Dolby Laboratory funder and creator of the famous Dolby Sound passed away yesterday in San Francisco. Ray Dolby was 80 years old.
In 1949, when he still was a teenager (he would then study electronic engineering and get a PhD in Physics) that Ray Dolby started to work as a part-time and summer job at Ampex, where will be help developing the first tape recorder, and then the first prototypes of video tape recorder.
He funded Dolby Laboratories in 1965 and invented the audio system that will be patented in the USA in 1969. The now famous Dolby system allows for a much cleaner sound by electronically reducing the hissing generated by analog tapes during recording. He ran the company until 2009 and definitely left it in 2011.

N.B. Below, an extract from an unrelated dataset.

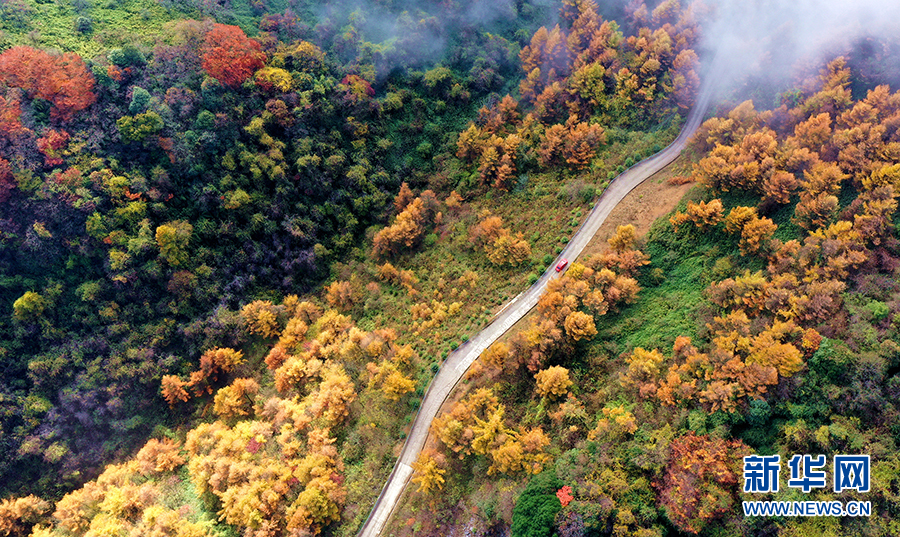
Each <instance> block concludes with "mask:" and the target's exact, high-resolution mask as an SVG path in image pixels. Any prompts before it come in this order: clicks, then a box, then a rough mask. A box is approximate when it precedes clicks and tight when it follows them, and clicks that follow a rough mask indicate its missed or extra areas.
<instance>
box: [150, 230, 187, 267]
mask: <svg viewBox="0 0 900 537" xmlns="http://www.w3.org/2000/svg"><path fill="white" fill-rule="evenodd" d="M193 232H194V226H192V225H191V224H189V223H188V222H185V221H184V220H176V221H174V222H169V223H168V224H163V225H161V226H159V227H157V228H156V244H157V246H159V255H160V257H162V258H163V259H164V260H166V262H168V263H169V264H170V265H172V266H173V267H181V266H184V265H187V263H188V261H189V259H190V254H189V252H188V249H187V248H188V245H189V244H190V242H191V234H192V233H193Z"/></svg>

The Dolby technology first interested the music industry, in particular Decca Records, before hitting the theaters. The Dolby sound was first used in movies in A Clockwork Orange in 1971, and then in Close Encounters of the Third Kind and Star Wars in which Dolby Stereo was used (the sound is recorded to multiple channels).
The Dolby technology, based on noise reduction systems, is now present in every theater and many homes.
Ray Dolby was rewarded by the movie industry with one Oscar, a Grammy Award and multiple Emmy Awards. He also received the US National Medal of Technology and Innovation and was Honorary Officer of the Order of the British Empire.